An expert system to identify co-regulated gene groups from time-lagged gene clusters using cell cycle expression data

doi:10.1016/j.eswa.2009.07.053

Expert Systems with Applications

Volume 37, Issue 3, 15 March 2010, Pages 2202-2213

https://doi.org/10.1016/j.eswa.2009.07.053 Get rights and content

Abstract

Motivation

The analysis of time series gene expression data can provide us with the opportunity to find co-regulated genes that show a similar expression patterns under a contiguous subset of experimental conditions. However, these co-regulated genes may behave almost independently under other conditions. Furthermore, the similarity in the expression pattern might be time-shifted. In that case, we need to be concerned with grouping genes that share similar expression patterns under a contiguous subset of conditions and where the similarity in expression pattern might have time lags. In addition, to be considered a time-shifted similar pattern, because co-regulated genes in a biological process may show a periodic pattern in their cell cycle expression, we also should group genes with periodic similar patterns over multiple cell cycles. If this is carried out, we can regard such grouped genes as cell-cycle regulated genes.

Results

We propose a method that follows the q-cluster concept [Ji, L., & Tan, K. L. (2005). Identifying time-lagged gene clusters using gene expression data. Bioinformatics, 21(4), 509–516] and further advances this approach towards the identification of cell-cycle regulated genes using cell cycle microarray data. We used our method to cluster a microarray time series of yeast genes to assess the statistically biological significance of the obtained clusters we used the p-value obtained from the hypergeometric distribution. We found that several clusters provided findings suggesting a TF–target relationship. In order to test whether our method could group related genes that other methods have found difficult to group, we compared our method with other measures such as Spearman Rank Correlation and Pearson Correlation. The results of the comparison demonstrate that our method indeed could group known related genes that these measures regard as having only a weak association.

Introduction

DNA microarray technology enables the simultaneous study of gene expression levels on a large scale. Expression level is the logarithm of the abundance of the mRNA of a gene under a specific condition. The gene expression data of a microarray is arranged as a data matrix. Each gene corresponds to one row and each condition to one column. Each element of this matrix represents the expression level of a gene under a specific condition. The conditions of a microarray may be different time points, different environmental conditions or different organs. The analysis of microarray data has facilitated the study of genetic regulatory networks. The correlation patterns of genes with experimental conditions can be used to identify the networks that are comprised of correlated genes and thus how the correlated genes interact with each other.

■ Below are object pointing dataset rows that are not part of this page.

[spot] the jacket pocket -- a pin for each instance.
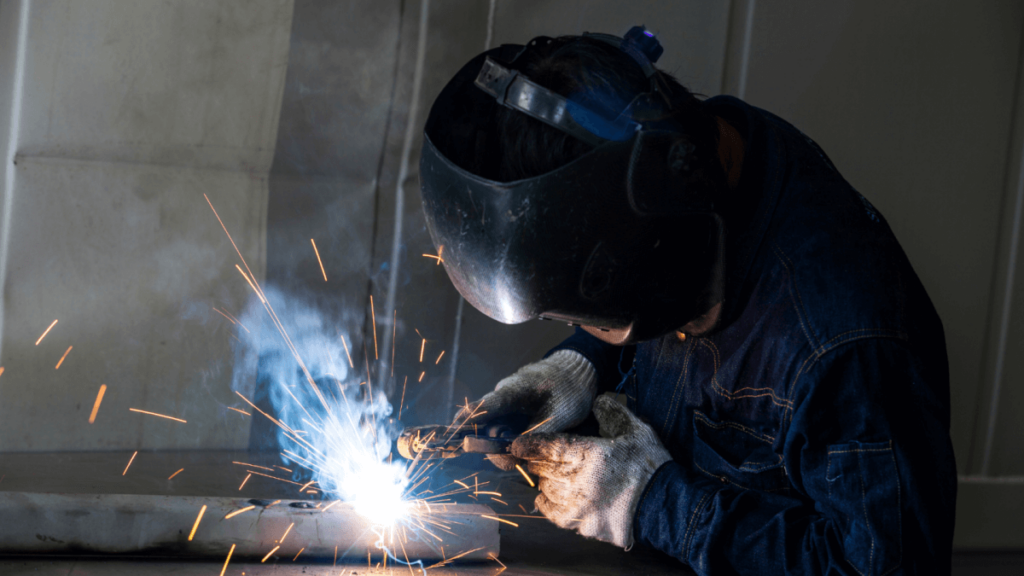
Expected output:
(863, 491)
(738, 455)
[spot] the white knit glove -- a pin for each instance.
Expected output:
(557, 392)
(594, 484)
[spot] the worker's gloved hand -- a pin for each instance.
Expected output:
(593, 485)
(558, 392)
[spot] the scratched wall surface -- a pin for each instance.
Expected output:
(130, 113)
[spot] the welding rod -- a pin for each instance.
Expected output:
(119, 524)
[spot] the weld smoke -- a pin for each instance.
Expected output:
(341, 429)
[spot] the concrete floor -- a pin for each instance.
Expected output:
(535, 548)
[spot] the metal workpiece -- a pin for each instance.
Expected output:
(122, 524)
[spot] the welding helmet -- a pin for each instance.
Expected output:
(623, 240)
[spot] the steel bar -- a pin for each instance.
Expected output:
(120, 524)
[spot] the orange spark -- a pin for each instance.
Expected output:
(222, 570)
(437, 256)
(130, 460)
(269, 553)
(500, 520)
(524, 475)
(95, 406)
(64, 357)
(400, 404)
(238, 511)
(350, 365)
(198, 520)
(285, 535)
(317, 258)
(155, 414)
(373, 316)
(46, 332)
(251, 285)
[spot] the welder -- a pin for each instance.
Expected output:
(783, 372)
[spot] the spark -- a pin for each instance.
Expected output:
(95, 406)
(350, 365)
(155, 414)
(252, 465)
(198, 520)
(285, 535)
(224, 315)
(373, 316)
(64, 357)
(269, 553)
(400, 404)
(228, 559)
(130, 460)
(46, 332)
(524, 475)
(436, 256)
(232, 319)
(534, 427)
(251, 285)
(318, 260)
(500, 520)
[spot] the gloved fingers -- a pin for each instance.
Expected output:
(554, 511)
(614, 419)
(551, 447)
(564, 494)
(562, 471)
(504, 461)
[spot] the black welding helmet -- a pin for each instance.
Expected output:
(619, 240)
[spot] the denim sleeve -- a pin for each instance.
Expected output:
(611, 363)
(870, 463)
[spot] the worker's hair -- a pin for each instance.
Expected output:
(606, 80)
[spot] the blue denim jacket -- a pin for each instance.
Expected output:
(810, 432)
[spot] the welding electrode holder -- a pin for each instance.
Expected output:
(495, 437)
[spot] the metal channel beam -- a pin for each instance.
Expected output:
(119, 524)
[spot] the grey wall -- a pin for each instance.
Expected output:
(302, 119)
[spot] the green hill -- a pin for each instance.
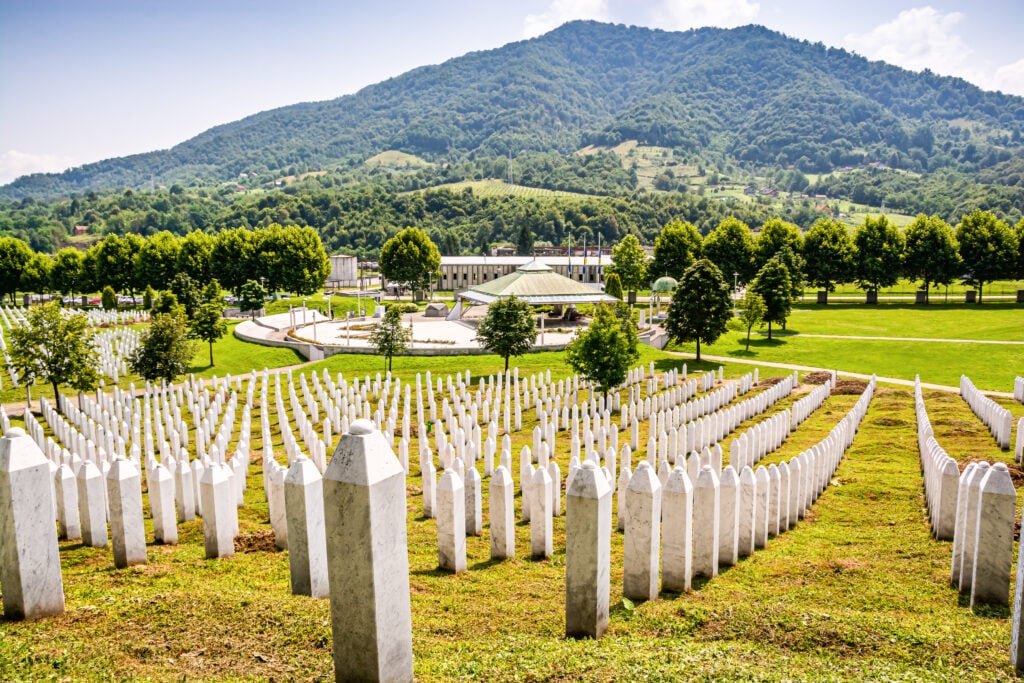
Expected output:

Clustering methods can be applied to either the genes or the conditions of the microarray matrix separately. However, some problems occur when applying clustering to the analysis of gene expression data. A set of genes may simultaneously activate a particular biological process over certain contiguous conditions but behave independently under other condition. Therefore, we need to group genes that have similar behavior under a specific subset of the conditions. Clustering can not satisfy this requirement. The biclustering method is a technique that makes this possible and allows the grouping of genes and conditions simultaneously within a data matrix. The goal of biclustering is to find a bicluster that is a subset of genes that show similar behavior under a specific subset of the conditions (Cheng & Church, 2000). Thus, genes in the same bicluster are co-expressed and further are likely to be co-regulated.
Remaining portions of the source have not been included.